Cells of bacterial strains G9T and 7MK23T, isolated from forest soil samples collected from the Dinghushan Biosphere Reserve, Guangdong Province, PR China, were Gram-stain-negative, aerobic and rod-shaped. Strain G9T was motile with single polar flagellum and grew at 12-37 °C (optimum, 28 °C), pH 4.5-8.0 (optimum, pH 6.0-7.5) and in the presence of 0-3.5 % NaCl (optimum, 1.5%, w/v); while strain 7MK23T was non-motile and grew at 12-42 °C (optimum, 28-33 °C), pH 2.5-8.5 (optimum, pH 4.5-6.5) and NaCl levels of 0-1.0 % (optimum, 0-0.5 %, w/v). Phylogenetic analysis based on 16S rRNA gene sequences revealed that both isolates fell within the cluster of the genus Dyella. The closely related species (with a 16S rRNA gene sequence similarity >98.65%) of strain G9T were Dyella terrae JS14-6T (99.0 %), D. kyungheensis THG-B117T (98.8 %) and D. amyloliquefaciens DHC06T (98.7 %) while that of strain 7MK23T were D. mobilis DHON07T (99.2 %) and D. flava DHOC52T (99.1 %), but the average nucleotide identity (ANI) and digital DNA-DNA hybridization (dDDH) values between strains G9T, 7MK23T and the closely related Dyella species listed above were in the ranges of 77.5-83.8 % and 22.0-27.0 %, much lower than the species demarcation lines of 95.5 and 70 %, respectively. Phylogenomic analyses using UBCG and Phylophlan also supported that these two strains represent two novel species of Dyella.
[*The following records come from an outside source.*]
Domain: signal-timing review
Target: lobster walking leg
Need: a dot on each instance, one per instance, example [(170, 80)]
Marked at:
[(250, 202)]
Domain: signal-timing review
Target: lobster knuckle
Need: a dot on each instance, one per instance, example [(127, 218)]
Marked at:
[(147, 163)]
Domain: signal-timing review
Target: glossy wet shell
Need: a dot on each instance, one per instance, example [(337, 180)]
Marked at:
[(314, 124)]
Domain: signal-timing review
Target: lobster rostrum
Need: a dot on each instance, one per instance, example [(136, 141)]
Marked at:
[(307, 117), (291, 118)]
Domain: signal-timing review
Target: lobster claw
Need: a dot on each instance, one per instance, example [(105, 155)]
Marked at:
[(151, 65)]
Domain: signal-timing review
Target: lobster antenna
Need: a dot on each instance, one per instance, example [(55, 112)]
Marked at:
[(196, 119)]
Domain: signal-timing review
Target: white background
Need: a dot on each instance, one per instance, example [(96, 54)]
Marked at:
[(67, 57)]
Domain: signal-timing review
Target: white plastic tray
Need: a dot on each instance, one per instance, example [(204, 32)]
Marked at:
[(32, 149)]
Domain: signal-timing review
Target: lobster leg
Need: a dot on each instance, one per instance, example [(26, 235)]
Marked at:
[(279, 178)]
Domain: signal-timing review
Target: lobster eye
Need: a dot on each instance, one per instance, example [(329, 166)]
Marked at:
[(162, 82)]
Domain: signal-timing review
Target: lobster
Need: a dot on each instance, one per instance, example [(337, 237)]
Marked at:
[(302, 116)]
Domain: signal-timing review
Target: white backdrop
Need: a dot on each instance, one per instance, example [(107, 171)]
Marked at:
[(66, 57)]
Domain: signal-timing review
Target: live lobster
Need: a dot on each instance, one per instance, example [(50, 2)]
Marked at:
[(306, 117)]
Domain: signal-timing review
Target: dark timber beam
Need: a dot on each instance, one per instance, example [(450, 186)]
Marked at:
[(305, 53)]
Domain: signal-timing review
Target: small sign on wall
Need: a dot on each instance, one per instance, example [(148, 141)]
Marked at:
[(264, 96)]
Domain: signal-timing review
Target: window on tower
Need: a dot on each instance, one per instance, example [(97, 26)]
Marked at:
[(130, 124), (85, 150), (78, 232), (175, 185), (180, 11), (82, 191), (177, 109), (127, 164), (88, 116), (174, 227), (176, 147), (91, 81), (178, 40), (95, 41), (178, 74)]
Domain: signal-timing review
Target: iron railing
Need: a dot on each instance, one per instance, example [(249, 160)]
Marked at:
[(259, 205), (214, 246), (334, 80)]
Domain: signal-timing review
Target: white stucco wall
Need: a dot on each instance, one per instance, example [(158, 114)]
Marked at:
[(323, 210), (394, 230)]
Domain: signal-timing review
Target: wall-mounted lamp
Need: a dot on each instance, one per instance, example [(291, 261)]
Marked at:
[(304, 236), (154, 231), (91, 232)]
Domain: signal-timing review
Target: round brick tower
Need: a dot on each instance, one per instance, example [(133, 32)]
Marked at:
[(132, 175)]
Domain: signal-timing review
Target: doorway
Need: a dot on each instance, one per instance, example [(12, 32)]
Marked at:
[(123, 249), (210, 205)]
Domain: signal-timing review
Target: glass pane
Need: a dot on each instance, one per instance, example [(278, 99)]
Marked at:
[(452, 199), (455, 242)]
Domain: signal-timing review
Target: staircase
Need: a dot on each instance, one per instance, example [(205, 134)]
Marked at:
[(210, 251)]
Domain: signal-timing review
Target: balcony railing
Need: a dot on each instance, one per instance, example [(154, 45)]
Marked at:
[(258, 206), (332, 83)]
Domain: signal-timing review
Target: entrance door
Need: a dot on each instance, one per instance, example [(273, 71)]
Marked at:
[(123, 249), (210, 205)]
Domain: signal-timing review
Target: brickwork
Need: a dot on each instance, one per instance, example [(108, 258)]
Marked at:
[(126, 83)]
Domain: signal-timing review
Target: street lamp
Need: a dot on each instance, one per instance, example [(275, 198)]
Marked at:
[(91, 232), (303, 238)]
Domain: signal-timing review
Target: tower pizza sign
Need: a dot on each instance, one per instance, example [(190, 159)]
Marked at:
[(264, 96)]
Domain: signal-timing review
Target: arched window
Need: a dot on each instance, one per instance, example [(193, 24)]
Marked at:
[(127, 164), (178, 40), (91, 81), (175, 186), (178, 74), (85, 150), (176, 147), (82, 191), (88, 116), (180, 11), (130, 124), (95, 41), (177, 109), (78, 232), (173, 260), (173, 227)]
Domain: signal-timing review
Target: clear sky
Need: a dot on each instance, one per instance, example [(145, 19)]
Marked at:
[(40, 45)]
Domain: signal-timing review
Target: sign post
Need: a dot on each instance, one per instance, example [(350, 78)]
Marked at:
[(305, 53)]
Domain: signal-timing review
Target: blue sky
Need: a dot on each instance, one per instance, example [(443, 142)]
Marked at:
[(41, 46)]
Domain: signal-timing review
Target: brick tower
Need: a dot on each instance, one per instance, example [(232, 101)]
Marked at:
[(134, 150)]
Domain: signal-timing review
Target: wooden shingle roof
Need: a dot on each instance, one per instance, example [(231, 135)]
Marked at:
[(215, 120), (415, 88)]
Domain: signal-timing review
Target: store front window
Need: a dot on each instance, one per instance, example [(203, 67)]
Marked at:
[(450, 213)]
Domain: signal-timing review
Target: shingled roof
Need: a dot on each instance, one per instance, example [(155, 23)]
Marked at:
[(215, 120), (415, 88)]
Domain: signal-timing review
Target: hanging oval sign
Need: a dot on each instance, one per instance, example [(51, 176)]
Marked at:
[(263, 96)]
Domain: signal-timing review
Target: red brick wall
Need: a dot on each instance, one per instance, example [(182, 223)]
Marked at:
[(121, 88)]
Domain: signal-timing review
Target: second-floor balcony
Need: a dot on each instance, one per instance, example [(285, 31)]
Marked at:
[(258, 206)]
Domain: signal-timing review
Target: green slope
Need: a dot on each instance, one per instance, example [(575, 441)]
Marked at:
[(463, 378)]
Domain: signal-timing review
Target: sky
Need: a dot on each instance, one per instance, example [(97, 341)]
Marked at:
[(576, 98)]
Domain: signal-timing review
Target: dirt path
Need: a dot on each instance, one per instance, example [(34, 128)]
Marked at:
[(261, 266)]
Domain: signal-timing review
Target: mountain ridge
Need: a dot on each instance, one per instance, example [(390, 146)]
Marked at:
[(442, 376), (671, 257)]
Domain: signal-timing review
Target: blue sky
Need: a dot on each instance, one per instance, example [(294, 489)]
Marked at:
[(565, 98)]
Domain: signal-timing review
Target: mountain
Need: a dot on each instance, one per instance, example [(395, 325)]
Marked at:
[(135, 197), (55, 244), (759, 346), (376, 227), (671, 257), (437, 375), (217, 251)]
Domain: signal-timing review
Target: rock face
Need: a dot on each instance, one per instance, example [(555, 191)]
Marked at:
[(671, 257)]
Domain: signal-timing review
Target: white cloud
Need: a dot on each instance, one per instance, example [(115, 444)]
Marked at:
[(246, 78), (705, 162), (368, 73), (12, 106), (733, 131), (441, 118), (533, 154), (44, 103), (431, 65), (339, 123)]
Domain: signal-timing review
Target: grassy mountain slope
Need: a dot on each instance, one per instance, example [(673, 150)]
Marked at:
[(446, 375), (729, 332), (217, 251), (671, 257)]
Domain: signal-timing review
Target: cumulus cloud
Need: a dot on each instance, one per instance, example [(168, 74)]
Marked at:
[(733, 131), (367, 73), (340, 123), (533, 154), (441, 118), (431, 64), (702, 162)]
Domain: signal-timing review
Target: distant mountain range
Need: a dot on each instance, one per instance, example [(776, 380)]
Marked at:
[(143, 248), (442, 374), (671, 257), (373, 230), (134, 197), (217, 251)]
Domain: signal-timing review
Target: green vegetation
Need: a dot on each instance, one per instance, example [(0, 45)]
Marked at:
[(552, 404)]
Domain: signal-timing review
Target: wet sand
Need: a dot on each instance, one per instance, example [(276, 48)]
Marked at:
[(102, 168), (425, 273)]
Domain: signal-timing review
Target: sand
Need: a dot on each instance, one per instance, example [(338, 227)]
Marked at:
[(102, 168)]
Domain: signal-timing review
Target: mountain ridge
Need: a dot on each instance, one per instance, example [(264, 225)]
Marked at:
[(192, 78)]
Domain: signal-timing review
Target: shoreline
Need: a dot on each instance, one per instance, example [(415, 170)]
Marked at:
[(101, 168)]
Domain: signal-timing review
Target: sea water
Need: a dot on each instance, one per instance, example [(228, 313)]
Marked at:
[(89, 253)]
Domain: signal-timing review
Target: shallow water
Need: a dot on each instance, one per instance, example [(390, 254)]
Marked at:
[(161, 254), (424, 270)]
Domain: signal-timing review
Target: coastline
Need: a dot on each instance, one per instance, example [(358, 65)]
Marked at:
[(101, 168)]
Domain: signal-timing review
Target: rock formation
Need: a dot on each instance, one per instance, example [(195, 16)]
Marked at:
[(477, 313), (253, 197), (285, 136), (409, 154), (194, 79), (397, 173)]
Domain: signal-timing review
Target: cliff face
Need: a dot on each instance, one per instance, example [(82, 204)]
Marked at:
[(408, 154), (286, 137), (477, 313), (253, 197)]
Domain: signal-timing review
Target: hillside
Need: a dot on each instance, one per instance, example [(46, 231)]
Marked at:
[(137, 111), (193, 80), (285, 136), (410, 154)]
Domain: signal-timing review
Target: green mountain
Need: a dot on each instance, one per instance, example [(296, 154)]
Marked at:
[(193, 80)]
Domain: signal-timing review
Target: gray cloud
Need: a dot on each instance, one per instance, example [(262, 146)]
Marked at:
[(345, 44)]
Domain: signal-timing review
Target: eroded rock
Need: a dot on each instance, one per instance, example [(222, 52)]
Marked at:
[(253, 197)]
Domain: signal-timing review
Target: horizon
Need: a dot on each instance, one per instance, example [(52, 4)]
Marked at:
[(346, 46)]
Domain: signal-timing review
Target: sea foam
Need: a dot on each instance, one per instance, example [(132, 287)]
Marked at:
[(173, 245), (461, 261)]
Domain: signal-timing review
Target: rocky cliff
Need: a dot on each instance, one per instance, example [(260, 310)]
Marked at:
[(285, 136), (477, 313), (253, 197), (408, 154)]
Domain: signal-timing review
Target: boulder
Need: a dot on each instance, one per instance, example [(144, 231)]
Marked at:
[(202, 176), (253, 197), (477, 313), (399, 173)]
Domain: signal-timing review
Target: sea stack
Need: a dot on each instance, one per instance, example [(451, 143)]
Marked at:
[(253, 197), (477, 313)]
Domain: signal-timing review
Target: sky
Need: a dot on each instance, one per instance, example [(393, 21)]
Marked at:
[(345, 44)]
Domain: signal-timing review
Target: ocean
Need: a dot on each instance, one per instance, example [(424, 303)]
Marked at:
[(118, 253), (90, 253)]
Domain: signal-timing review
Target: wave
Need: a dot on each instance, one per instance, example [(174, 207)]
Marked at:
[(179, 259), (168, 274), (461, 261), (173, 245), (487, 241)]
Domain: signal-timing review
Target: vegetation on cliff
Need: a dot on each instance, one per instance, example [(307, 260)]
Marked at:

The major fatty acids of strain G9T were iso-C15 : 0, iso-C17 : 1 ω9c and iso-C17 : 0 while that of strain 7MK23T were iso-C15 : 0 and anteiso-C15 : 0. Ubiquinone-8 was the only respiratory quinone detected in both strains. The polar lipids of strain G9T consisted of phosphatidylglycerol, diphosphatidylglycerol, phosphatidylethanolamine, and several unknown phospholipids, aminophospholipids, aminolipids and lipid while strain 7MK23T contained phosphatidylglycerol, diphosphatidylglycerol, phosphatidylethanolamine, phosphatidylmethylethanolamine and several unknown phospholipids and aminophospholipids. The DNA G+C contents of strains G9T and 7MK23T were 64.7 and 63.4 mol%, respectively. On the basis of 16S rRNA gene sequence phylogenetic and phylogenomic analyses as well as phenotypic data obtained, we propose that strains G9T and 7MK23T represent two novel species of the genus Dyella, for which the names Dyella telluris sp. nov. (type strain G9T=KACC 21725T=GDMCC 1.2132T) and Dyella acidiphila sp. nov. (type strain 7MK23T=KCTC 62739T=GDMCC 1.1446T) are proposed.